• Recap

    James Ots10/27/2018 at 21:43 0 comments

    The original Line 6 Floorboard was a pedal board which worked with the older Line 6 products, including the Flextone II which I have, and the older POD units. It has 8 foot switches, two pedals and a three digit LED display. It connects to the amp via a Cat 5 network cable, but it uses its own, largely analogue protocol for communication. The Floorboard is powered by the amp, which sends 5V DC over the cable.

    At some point they switched to a new controller called the FBV, which still uses a Cat 5 cable, but communicates digitally using, if I remember correctly, something like RS485 or 422. They also switched to using 8V. (At least, that's what I'm getting from my POD 2.0, but perhaps it's intended to be 9V?)
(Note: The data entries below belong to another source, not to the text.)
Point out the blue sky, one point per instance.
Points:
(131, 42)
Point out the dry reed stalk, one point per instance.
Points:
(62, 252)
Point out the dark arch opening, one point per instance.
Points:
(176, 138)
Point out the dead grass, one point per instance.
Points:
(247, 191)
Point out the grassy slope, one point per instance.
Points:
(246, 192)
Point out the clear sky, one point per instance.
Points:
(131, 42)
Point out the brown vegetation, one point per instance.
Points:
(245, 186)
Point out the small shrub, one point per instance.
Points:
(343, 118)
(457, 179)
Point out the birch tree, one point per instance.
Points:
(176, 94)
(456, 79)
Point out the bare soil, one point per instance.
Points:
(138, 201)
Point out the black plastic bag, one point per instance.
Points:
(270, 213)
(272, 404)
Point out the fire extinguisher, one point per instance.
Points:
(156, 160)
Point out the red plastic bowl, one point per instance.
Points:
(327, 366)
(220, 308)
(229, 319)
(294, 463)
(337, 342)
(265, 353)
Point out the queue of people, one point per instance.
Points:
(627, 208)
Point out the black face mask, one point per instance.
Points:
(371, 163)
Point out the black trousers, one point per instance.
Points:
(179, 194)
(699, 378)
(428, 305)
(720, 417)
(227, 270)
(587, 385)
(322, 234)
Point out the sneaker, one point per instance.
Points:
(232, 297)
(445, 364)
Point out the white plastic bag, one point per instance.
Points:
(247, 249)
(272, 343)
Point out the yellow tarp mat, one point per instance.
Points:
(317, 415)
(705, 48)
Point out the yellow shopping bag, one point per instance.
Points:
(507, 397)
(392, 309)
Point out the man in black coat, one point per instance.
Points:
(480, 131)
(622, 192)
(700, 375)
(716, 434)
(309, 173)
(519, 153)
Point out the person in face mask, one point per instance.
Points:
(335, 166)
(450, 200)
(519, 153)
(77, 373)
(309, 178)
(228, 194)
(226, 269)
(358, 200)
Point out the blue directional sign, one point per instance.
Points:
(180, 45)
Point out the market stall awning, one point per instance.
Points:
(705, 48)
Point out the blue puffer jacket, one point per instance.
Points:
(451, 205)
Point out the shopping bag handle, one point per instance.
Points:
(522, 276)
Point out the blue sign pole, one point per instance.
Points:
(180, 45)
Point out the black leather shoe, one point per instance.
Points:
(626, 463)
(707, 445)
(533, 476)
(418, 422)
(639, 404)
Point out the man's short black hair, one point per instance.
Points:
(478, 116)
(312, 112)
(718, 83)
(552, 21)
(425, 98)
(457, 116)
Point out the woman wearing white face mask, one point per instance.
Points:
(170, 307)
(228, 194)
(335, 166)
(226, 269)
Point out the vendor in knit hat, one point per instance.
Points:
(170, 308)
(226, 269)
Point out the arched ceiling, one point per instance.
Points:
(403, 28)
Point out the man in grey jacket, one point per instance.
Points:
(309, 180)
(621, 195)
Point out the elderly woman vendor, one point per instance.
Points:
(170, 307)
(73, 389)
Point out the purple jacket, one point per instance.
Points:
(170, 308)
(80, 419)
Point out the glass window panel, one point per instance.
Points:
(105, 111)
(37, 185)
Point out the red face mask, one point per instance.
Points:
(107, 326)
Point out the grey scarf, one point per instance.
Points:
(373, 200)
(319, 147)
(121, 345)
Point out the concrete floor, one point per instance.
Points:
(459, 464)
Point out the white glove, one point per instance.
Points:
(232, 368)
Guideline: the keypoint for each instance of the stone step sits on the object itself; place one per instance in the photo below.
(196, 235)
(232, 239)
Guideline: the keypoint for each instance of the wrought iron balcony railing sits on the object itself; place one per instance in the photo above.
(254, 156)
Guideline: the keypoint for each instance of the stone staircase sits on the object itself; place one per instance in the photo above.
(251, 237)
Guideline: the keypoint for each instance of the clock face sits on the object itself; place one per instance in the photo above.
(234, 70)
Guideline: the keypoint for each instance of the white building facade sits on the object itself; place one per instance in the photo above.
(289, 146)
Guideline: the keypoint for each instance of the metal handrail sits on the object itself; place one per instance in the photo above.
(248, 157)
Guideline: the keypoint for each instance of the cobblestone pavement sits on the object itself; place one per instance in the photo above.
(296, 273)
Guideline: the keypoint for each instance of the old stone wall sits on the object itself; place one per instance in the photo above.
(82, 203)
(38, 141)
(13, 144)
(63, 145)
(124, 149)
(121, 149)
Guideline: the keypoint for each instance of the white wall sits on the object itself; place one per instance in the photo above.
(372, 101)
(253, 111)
    When I bought my POD 2.0 I had expected it to work with the Floorboard, as I thought they switched to using the FBV connection for the next POD, but it turned out that older POD 2.0s have a 'pedal' connection (for Floorboards), while newer ones, like the one I ended up with, have an FBV connection.

    Fortunately, I was able to find a few places on the internet which had bits of information about how the connections work, with various degrees of accuracy. I also examined the inside of the Floorboard and the POD, which gave a few other clues about how things worked, and I was able to put together an Arduino circuit which eventually was able to do a pretty good job of converting the signals between the two protocols. I used a MAX489E for the RS485 connection, and an L7805 to drop the 8V power from the POD to 5V for the Floorboard and the Arduino, so that no external power is needed. I also added a 2x16 character LCD display which can show the current patch name.

    The circuit started out as an Arduino board, with the extra components on a breadboard. I then moved the AVR chip and crystal onto the breadboard as well, and when that worked I made the whole thing on stripboard. It currently sits inside a cardboard box, with a few slots cut above the voltage regulator to stop it overheating. I tested it for a couple of hours to see if it would get too hot and set the thing alight, but it actually stays at a fairly reasonable temperature. I probably wouldn't want to gig with it in this state though! At some point I'll probably get it put onto a PCB, and either find a suitable case or 3D print one.

    But before that, I have some more development to do, as I now have a Flextone III amp, which uses the FBV protocol, but which uses more commands (and probably expects more responses) which my software doesn't support yet. So I have to resurrect my debugging version of the software (or re-write it if I can't find the original now) and do some more tracing and trial and error, until I can get it to play happily with the Flextone III.